From https://en.m.wikipedia.org/wiki/Railtrack
It was the Hatfield crash on 17 October 2000 that proved to be the defining moment in Railtrack's collapse.[12] The subsequent major repairs undertaken across the whole British rail network are estimated to have cost in the order of £580 million. According to Christian Wolmar, author of On the Wrong Line, the Railtrack board panicked in the wake of Hatfield.[13] Because most of the engineering skill of British Rail had been sold off into the maintenance and renewal companies, Railtrack had no idea how many Hatfields were waiting to happen, nor did they have any way of assessing the consequence of the speed restrictions they were ordering – restrictions that brought the railway network to all but a standstill.[14]

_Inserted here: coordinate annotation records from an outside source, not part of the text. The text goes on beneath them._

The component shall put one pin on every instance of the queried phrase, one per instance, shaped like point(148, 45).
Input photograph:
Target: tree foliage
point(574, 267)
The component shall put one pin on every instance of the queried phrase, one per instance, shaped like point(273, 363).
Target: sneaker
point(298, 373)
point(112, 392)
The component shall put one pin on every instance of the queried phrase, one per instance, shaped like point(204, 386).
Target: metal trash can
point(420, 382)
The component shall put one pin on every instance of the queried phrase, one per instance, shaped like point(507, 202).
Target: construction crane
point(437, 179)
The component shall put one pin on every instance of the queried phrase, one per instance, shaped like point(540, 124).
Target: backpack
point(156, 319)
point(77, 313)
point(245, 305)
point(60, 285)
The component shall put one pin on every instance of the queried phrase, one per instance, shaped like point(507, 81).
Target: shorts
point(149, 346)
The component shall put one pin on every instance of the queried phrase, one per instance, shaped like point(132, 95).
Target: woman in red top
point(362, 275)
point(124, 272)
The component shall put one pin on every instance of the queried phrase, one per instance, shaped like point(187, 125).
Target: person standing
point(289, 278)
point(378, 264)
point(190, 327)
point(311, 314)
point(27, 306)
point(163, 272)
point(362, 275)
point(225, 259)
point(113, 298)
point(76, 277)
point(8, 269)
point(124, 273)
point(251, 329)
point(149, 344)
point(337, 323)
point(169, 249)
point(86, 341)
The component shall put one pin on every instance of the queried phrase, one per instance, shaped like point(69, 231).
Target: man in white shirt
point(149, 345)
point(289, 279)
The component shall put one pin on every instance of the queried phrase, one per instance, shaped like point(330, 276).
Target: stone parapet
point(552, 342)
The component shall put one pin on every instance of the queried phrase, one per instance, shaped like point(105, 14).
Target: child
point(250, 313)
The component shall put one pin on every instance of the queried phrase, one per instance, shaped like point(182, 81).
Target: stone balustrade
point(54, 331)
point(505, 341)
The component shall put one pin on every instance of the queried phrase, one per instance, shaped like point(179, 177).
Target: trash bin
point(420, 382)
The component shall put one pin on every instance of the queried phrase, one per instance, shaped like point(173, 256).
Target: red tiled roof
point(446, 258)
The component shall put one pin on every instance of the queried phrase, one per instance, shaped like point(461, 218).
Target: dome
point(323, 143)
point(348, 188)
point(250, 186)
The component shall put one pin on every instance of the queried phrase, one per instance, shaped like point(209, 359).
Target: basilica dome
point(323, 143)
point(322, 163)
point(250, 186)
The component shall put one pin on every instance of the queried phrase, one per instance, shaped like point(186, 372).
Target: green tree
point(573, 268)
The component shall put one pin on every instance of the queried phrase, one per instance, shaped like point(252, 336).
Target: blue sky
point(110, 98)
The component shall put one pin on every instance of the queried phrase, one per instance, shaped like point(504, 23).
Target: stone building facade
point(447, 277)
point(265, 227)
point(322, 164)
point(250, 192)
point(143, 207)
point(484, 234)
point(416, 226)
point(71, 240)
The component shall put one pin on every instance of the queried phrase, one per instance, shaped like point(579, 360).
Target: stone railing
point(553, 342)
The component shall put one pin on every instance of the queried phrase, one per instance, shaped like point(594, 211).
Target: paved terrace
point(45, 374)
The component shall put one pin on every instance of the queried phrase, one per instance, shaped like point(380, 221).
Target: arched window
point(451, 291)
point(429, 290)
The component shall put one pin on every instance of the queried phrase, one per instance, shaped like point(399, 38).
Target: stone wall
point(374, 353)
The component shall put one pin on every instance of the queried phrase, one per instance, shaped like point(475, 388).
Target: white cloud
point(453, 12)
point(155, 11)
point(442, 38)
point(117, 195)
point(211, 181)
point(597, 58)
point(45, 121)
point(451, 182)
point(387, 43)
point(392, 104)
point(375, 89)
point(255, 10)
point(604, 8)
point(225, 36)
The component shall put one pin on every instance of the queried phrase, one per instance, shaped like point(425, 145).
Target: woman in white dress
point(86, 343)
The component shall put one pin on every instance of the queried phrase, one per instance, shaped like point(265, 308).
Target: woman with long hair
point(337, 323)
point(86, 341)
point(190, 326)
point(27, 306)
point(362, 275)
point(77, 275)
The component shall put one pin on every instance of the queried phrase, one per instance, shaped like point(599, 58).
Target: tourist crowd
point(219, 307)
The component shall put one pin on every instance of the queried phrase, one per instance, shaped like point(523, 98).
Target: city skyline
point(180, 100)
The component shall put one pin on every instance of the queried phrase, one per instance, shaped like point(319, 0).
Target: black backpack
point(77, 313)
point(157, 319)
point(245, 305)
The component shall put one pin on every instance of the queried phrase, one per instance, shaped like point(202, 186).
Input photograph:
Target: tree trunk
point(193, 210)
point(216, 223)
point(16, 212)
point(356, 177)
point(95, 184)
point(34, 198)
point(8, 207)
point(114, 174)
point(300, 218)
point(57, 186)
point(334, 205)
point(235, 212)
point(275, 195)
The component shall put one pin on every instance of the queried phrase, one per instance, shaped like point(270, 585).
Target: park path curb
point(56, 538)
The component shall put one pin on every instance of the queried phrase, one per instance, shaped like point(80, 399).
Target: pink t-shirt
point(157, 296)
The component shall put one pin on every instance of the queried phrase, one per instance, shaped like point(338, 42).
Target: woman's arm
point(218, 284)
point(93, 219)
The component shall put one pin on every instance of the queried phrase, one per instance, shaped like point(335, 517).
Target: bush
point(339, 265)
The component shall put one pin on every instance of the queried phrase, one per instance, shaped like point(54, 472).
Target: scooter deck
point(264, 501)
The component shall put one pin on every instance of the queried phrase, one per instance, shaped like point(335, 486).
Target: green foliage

Regulatory and customer pressure had been increasing, and the company's share price began to fall sharply as it became apparent that there were serious shortcomings in the company's ability to tackle and solve its greatest problems.[15]
Although it can sound like it, this isn't about the philosophy or politics of private versus public sectors. In the limit it's about having something that pragmatically works, instead of incompetence caused by bad organisation.
On electricity privatisation, the other companies effectively got National Grid for free, then reorganised and floated it off separately. After rail privatisation, it is rumoured the various companies had more contract lawyers than engineers.